From the Journal of Law, Economics, & Organization in 2005:
Edward L. Glaeser
Harvard University and NBER
Harvard University and NBER
James Michael Curley, a four-time mayor of Boston, used wasteful redistribution to his poor Irish constituents and incendiary rhetoric to encourage richer citizens to emigrate from Boston, thereby shaping the electorate in his favor. As a consequence, Boston stagnated, but Curley kept winning elections. We present a model of using redistributive politics to shape the electorate, and show that this model yields a number of predictions opposite from the more standard frameworks of political competition, yet consistent with empirical evidence.

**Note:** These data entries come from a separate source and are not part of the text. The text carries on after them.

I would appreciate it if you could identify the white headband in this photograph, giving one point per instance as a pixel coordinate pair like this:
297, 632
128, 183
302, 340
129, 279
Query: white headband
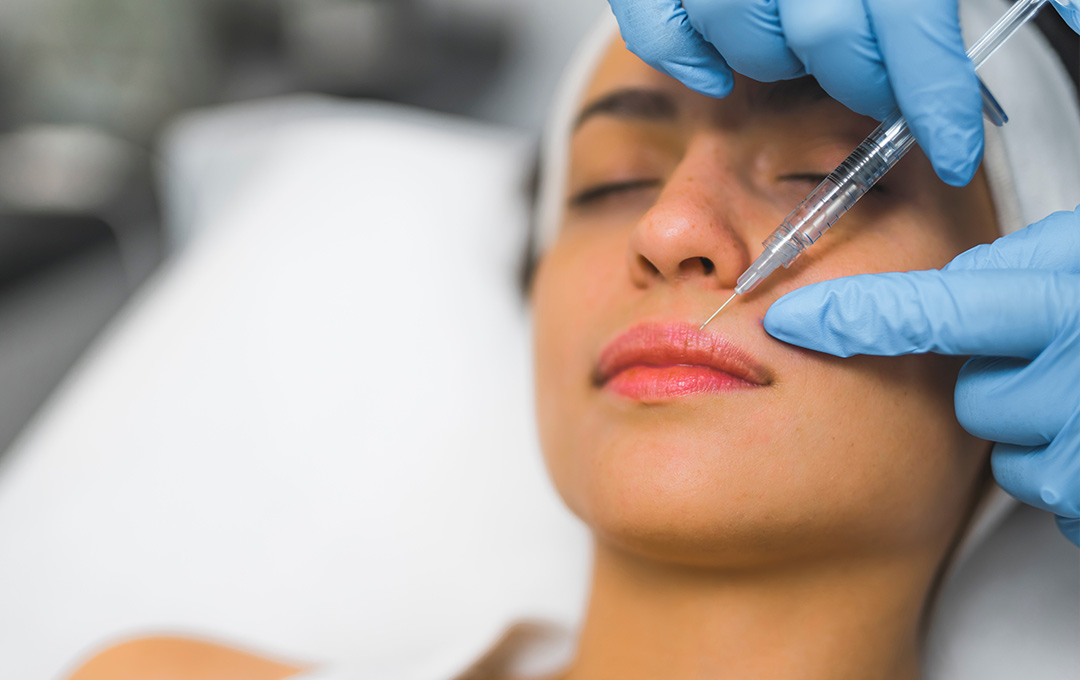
1031, 164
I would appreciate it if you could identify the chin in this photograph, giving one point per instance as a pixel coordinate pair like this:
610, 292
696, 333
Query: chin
680, 500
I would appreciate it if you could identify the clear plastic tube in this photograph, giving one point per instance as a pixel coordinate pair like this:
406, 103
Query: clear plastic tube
862, 168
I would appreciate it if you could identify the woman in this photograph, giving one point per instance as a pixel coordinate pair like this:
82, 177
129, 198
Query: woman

Early in World War I, a wounded British officer arrived in Boston to recruit citizens of the then-neutral United States to fight in the British army. He politely asked the by then legendary Irish mayor of Boston, James Michael Curley, for permission. Curley replied, ‘‘Go ahead Colonel. Take every damn one of them.’’ This statement captures Curley’s lifelong hostility to the AngloSaxons of Boston, whom he described as ‘‘a strange and stupid race,’’ and his clear wish that they just leave. Throughout his four terms, using a combination of aggressive redistribution and incendiary rhetoric, Curley tried to transformBoston from an integrated city of poor Irish and rich protestants into a Gaelic
city on American shores.
Curley’s motivation is clear. In his six mayoral races between 1913 and 1951, he represented the poorest and most ethnically distinct of Boston’s Irish. The city’s Brahmins despised him because of his policies, his corruption, and his rhetoric, and always worked to block his victory. Curley’s expected share of Boston’s vote was, to a first approximation, strictly increasing in the share of poor Irish among the Bostonians. Unsurprisingly, he tried to turn Boston into a city that would elect him.
We call this strategy—increasing the relative size of one’s political base through distortionary, wealth-reducing policies—the Curley effect. But it is hardly unique to Curley. Other American mayors, but also politicians around the world, have pursued policies that encouraged emigration of their political enemies, raising poverty but gaining political advantage. In his 24 years as mayor, Detroit’s Coleman Young drove white residents and businesses out of the city. ‘‘Under Young, Detroit has become not merely an American city that happens to have a black majority, but a black metropolis, the first major Third World city in the United States. The trappings are all there—showcase projects, black-fisted symbols, an external enemy, and the cult of personality’’
A complement to the concept of the Curley Effect would be the Kennedy Effect honoring Ted Kennedy’s repeated efforts to import more Irishmen to vote for Kennedys in American elections.